As Chairman, by appointment of President Clinton, of the President's Committee on the Arts and the Humanities, of which the First Lady is Honorary Chair, I was obviously gratified that with this announcement, the President and she had endorsed the principal recommendation of Creative America, the report to the President of our Committee, released earlier this year. In our report, we urged the President to "lead our country into a new century and the next millennium" through an initiative that would "involve all Americans in preserving our cultural heritage and in appreciating creativity through the arts and the humanities."

We recommended these major actions:

  • A national initiative to renew American philanthropy for the arts and the humanities, and for other charitable purposes;
  • An assessment of the nations's preservation needs and a plan to protect our cultural legacy;
  • A public-private partnership to digitize cultural materials to make them available through new technologies;
  • A series of measures to strengthen education in the arts and the humanities;
  • An investment in national leadership through gradual increases in funding for the grant-making cultural agencies to reach a level of spending equal to $2 per person by the year 2000.

In describing our proposals for "Educating Youth for the Future," the President's Committee urged these steps:

  • Require course work in the arts for high school graduation; include the arts and the humanities in college entrance requirements; oblige elementary teachers to complete course work in the arts before certification;
  • Set high local, state and national standards to evaluate students' progress through periodic assessment at all levels, using the National Assessment of Educational Progress as a guideline.
  • Teach America's cultural traditions at every level and help enlarge students' understanding of the history and culture of other countries.
  • Require competency in a foreign language for high school graduation and entrance into college.
  • Conduct research on the effects of learning through the arts on student achievement, individual development and positive social behavior.
  • Support programs that offer advanced training in the arts and humanities for students with special promise.
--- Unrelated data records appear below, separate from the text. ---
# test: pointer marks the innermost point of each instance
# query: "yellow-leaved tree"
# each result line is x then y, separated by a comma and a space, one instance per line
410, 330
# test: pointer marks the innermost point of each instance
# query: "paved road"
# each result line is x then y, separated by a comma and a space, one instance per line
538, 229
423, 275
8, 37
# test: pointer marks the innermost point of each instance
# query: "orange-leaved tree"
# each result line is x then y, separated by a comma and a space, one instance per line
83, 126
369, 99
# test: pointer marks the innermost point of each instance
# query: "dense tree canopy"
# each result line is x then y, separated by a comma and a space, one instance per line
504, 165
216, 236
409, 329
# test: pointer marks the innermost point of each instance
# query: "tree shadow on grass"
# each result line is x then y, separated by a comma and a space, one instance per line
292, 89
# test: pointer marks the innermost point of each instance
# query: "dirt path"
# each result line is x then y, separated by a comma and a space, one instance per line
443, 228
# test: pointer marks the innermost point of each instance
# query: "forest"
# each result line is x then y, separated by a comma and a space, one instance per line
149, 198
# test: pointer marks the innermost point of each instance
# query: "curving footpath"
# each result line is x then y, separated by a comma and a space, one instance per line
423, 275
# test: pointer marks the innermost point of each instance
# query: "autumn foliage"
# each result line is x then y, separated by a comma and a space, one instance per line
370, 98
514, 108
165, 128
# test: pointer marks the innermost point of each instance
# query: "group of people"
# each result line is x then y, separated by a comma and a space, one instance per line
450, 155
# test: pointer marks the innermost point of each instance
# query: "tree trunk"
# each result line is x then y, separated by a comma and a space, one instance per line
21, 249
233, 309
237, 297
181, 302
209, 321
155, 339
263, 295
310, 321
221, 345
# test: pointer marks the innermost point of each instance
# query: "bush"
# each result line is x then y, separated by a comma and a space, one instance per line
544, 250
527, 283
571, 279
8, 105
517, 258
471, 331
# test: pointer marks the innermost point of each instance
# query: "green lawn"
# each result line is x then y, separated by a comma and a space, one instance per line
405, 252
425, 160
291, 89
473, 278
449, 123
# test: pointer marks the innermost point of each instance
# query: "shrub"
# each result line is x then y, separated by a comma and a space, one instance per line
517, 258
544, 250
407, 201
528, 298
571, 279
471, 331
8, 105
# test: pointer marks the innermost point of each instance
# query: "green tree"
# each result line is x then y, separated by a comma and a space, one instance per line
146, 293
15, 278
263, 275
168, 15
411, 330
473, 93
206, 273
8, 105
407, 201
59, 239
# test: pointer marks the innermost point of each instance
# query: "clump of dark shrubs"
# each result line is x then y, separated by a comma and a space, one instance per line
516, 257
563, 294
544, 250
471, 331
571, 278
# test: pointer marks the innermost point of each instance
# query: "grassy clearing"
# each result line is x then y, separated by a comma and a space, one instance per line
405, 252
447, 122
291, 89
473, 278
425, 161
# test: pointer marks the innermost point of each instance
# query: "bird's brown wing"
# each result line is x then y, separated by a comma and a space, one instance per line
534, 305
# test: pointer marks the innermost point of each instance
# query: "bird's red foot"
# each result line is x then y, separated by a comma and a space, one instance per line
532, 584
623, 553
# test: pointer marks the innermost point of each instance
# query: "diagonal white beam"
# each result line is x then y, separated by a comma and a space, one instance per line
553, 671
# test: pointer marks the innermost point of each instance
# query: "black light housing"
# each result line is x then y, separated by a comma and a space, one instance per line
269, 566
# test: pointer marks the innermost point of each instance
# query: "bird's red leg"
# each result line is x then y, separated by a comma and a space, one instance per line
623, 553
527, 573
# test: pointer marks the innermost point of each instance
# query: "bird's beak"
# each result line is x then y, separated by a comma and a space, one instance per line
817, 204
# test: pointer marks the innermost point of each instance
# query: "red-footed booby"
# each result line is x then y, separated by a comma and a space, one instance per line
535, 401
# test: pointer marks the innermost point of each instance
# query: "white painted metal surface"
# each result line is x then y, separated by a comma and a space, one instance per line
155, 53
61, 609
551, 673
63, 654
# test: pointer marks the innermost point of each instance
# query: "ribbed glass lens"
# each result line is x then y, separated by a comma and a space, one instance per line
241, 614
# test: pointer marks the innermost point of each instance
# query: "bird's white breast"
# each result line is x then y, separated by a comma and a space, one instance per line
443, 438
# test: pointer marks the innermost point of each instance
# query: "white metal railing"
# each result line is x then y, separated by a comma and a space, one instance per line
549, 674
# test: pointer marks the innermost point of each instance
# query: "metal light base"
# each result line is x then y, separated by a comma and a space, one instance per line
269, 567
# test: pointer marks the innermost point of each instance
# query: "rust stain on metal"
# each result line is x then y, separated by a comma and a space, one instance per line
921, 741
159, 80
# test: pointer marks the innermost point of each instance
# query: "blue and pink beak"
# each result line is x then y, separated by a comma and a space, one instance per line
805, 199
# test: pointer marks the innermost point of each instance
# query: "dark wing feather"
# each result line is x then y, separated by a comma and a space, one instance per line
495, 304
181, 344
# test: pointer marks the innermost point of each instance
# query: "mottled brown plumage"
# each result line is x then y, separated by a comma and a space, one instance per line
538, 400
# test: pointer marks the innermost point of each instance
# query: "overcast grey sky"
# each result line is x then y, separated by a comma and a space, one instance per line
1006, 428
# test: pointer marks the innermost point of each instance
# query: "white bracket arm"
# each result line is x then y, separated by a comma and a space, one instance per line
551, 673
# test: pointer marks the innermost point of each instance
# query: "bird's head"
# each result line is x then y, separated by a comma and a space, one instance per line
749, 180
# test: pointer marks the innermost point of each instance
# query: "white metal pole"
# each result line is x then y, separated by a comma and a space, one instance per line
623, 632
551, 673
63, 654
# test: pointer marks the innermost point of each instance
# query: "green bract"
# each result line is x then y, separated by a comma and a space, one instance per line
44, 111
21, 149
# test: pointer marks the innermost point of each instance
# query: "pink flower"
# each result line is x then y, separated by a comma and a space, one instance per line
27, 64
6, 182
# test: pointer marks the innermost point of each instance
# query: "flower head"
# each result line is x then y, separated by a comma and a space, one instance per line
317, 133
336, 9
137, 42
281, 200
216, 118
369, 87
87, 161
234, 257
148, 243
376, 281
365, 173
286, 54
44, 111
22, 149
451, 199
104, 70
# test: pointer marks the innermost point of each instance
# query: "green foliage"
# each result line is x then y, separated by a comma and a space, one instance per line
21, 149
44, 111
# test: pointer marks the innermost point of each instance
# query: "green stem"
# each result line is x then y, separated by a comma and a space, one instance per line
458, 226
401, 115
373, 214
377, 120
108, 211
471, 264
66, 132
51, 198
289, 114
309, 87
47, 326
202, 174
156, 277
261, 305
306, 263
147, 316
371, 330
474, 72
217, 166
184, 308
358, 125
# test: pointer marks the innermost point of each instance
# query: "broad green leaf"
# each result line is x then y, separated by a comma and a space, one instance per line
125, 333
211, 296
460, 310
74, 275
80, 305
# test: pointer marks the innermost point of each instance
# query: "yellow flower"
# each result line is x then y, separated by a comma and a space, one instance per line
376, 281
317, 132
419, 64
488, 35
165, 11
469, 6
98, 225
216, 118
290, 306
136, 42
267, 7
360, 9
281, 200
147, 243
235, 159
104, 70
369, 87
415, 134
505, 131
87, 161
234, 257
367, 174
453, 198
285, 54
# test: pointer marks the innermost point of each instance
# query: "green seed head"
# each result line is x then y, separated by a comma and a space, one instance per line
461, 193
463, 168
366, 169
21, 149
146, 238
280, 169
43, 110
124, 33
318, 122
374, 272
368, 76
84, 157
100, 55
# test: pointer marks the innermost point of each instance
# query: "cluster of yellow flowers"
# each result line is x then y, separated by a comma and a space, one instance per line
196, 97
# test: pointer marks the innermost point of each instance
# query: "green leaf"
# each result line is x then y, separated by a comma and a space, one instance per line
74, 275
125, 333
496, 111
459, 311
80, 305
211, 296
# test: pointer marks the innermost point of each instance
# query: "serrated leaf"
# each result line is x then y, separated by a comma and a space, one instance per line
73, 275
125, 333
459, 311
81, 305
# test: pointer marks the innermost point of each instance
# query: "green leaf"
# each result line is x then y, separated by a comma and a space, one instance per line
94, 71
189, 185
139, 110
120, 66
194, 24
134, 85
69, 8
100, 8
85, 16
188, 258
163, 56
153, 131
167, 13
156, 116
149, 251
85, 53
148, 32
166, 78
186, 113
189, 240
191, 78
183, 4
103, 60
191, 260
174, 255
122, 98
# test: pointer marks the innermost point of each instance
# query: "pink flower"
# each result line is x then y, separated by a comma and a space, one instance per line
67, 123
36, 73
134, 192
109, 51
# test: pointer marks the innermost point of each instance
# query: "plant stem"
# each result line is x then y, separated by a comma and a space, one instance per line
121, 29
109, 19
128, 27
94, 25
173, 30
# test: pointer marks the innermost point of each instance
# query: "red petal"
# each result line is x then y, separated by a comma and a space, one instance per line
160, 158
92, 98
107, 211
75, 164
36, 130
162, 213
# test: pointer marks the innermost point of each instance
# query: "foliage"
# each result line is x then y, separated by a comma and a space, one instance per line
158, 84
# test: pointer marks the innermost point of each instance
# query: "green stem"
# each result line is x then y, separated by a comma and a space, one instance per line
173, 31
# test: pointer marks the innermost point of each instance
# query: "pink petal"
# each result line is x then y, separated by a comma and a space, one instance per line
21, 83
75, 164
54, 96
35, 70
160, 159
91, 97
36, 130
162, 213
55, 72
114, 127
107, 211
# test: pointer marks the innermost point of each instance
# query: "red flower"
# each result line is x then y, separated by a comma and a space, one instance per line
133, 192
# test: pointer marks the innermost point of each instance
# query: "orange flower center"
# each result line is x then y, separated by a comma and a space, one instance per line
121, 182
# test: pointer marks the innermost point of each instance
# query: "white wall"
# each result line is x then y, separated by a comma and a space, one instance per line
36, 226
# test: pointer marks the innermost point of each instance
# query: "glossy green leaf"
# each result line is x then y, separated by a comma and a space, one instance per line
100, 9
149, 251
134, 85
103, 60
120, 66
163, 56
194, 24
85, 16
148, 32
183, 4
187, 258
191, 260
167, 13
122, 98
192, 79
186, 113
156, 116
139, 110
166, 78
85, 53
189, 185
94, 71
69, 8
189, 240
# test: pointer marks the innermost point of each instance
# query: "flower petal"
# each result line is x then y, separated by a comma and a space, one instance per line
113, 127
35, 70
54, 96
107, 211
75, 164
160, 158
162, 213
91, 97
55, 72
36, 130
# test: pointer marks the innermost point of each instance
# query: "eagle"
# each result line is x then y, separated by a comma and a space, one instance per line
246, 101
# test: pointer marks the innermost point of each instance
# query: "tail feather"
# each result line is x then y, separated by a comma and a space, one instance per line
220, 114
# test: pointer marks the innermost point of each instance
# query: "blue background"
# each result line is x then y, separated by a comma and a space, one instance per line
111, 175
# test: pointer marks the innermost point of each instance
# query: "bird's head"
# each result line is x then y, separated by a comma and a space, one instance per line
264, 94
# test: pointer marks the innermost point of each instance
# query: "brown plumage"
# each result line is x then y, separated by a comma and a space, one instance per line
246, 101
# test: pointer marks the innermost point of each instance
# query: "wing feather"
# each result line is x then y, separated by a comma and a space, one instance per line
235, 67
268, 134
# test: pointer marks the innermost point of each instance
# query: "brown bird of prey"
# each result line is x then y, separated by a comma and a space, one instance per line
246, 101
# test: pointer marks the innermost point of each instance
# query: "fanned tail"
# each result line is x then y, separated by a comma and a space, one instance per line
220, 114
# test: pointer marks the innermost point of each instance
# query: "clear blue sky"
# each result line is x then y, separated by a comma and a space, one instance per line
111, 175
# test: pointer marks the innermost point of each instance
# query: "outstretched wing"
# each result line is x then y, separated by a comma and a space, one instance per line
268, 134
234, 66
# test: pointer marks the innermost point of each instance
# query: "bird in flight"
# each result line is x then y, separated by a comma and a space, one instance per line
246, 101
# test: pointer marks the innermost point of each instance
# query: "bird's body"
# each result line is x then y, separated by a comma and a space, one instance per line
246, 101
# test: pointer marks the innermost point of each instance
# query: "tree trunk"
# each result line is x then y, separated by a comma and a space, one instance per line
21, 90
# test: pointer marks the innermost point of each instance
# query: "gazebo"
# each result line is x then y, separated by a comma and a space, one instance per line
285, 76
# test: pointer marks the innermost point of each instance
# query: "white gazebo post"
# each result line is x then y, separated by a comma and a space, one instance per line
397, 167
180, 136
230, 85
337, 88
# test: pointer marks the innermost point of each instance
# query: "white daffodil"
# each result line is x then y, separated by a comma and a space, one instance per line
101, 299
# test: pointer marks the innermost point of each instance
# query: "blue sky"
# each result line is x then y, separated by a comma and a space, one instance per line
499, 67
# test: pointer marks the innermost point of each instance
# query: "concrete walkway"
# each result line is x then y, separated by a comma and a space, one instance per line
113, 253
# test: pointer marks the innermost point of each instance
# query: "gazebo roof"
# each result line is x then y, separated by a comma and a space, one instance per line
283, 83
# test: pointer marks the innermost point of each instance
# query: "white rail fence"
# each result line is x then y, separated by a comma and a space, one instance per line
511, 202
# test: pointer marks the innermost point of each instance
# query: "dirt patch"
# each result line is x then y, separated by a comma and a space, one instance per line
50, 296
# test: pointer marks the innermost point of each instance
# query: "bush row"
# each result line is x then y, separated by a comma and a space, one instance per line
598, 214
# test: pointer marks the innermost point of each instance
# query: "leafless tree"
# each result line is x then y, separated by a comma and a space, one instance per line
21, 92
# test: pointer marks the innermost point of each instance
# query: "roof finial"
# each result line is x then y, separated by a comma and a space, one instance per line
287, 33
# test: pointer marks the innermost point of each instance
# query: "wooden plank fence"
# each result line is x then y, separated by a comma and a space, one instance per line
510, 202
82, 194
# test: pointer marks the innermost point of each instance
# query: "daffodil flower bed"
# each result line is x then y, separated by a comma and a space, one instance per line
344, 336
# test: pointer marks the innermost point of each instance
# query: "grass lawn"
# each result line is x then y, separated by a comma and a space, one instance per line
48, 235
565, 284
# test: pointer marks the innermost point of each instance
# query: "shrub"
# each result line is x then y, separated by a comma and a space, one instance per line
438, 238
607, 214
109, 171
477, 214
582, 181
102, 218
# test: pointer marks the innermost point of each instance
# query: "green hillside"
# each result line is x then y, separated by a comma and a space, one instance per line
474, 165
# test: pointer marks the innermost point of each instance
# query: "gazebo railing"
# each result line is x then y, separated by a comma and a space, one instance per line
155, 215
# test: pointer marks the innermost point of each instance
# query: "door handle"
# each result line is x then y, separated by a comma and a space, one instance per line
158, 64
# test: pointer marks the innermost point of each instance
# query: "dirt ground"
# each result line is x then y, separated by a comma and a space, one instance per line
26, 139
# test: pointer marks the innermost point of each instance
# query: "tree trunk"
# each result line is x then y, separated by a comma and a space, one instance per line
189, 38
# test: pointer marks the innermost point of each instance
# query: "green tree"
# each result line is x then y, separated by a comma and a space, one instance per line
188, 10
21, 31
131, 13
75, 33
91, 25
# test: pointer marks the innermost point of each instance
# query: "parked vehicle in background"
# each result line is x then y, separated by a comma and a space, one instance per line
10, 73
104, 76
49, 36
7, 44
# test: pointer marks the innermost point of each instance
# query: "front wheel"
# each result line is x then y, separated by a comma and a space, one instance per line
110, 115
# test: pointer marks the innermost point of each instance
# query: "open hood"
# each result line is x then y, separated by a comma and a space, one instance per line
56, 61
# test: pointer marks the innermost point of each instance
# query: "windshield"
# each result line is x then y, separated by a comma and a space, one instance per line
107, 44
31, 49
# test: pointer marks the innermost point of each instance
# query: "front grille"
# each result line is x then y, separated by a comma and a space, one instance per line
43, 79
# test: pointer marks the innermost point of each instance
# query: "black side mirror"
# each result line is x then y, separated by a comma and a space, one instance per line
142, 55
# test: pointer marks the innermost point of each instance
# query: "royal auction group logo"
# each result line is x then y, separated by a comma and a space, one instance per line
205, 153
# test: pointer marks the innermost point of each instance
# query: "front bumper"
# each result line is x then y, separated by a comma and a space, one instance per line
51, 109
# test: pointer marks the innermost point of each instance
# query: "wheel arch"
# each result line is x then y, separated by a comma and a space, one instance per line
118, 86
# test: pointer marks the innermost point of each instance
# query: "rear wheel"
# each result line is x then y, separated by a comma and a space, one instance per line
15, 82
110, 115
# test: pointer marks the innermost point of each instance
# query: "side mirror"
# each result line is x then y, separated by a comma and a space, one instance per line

The President's Committee also recommends "partnerships" to:

  • Provide professional development for teachers and urges strengthening existing programs at the Department of Education, National Endowment for the Humanities, and National Endowment for the Arts.
  • Include the arts and the humanities in programs that enhance the development of children, and improve their readiness for school and for entering the workforce by expanding collaborations among federal cultural agencies and other federal agencies that administer programs affecting children and youth. These collaborations should operate at the state and local levels as well.
  • Expand programs, especially for at-risk youth, both in schools and in settings outside school.
  • Extend business-education partnerships that create programs to support the arts and the humanities in the nation's schools.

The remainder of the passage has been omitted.